La Valtellina tra promesse e rinvii
Nelle aree di gara valtellinesi, dove si concentrano appuntamenti di sci alpino, snowboard e freestyle, il tema della mobilità è diventato centrale ben prima dell’accensione del braciere. Cronache e amministratori locali parlano apertamente di interventi rinviati e di opere parziali: la tangenziale di Sondrio con nodi irrisolti, l’apertura solo parziale della tangenziale di Tirano, un progetto di viabilità a Bormio stralciato dal pacchetto olimpico dopo opposizioni e contenziosi. In parallelo, anche il potenziamento ferroviario è accompagnato da timori legati all’affidabilità del servizio, con l’obiettivo di aumentare le corse ma con la preoccupazione, esplicitata dagli stessi decisori regionali, che la rete non regga senza criticità.

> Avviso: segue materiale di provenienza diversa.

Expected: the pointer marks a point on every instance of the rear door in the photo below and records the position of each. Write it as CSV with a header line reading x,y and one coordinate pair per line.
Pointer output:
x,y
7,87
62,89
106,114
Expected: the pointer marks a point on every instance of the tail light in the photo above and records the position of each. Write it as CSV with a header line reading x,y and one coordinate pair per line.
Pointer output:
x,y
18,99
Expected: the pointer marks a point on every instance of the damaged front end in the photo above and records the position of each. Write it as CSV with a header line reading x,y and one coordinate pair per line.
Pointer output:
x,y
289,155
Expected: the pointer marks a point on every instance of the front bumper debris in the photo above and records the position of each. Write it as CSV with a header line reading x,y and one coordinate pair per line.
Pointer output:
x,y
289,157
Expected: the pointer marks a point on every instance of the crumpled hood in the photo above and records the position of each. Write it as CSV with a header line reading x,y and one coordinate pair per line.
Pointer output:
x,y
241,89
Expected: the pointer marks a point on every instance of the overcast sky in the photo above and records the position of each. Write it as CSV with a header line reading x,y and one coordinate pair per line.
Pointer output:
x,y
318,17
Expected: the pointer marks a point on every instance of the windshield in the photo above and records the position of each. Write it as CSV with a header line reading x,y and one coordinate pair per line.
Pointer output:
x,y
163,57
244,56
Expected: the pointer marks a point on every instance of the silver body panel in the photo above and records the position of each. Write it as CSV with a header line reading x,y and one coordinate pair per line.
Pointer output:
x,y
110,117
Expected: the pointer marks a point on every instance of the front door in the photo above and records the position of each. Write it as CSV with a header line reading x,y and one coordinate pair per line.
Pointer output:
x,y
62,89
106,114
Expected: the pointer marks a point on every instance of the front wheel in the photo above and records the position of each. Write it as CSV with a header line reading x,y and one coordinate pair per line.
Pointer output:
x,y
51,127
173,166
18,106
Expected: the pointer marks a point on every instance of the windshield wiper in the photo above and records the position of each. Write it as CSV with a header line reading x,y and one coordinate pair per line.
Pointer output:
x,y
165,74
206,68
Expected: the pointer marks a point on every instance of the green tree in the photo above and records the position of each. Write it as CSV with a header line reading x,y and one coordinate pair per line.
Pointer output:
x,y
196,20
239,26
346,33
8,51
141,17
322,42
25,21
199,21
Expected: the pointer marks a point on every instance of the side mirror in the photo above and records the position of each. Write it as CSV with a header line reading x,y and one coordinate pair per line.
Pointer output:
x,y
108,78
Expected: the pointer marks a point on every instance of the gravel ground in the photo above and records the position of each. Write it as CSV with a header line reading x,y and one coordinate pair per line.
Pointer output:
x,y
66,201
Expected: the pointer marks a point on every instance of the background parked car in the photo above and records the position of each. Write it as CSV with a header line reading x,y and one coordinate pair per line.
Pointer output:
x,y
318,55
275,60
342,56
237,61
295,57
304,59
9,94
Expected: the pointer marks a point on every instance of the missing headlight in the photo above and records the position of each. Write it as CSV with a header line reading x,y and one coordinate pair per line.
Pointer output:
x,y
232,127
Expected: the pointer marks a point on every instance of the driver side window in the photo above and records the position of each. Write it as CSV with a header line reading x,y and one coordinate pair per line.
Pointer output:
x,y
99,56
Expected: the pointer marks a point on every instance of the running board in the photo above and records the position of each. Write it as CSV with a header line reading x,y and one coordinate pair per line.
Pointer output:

I numeri dei cantieri e la trasparenza a metà
A rendere più tagliente la discussione non è solo la percezione, ma i numeri sullo stato di avanzamento: una parte del monitoraggio pubblico indica che, a ridosso dell’inizio dei Giochi, una quota consistente degli interventi è ancora “in corso” o non cantierizzata, mentre la porzione effettivamente conclusa resta minoritaria rispetto al perimetro complessivo del piano. È un elemento che alimenta il sospetto, tra residenti e operatori, che l’Olimpiade parta comunque, ma lasci dietro di sé un’eredità di opere promesse e non consegnate nei tempi annunciati.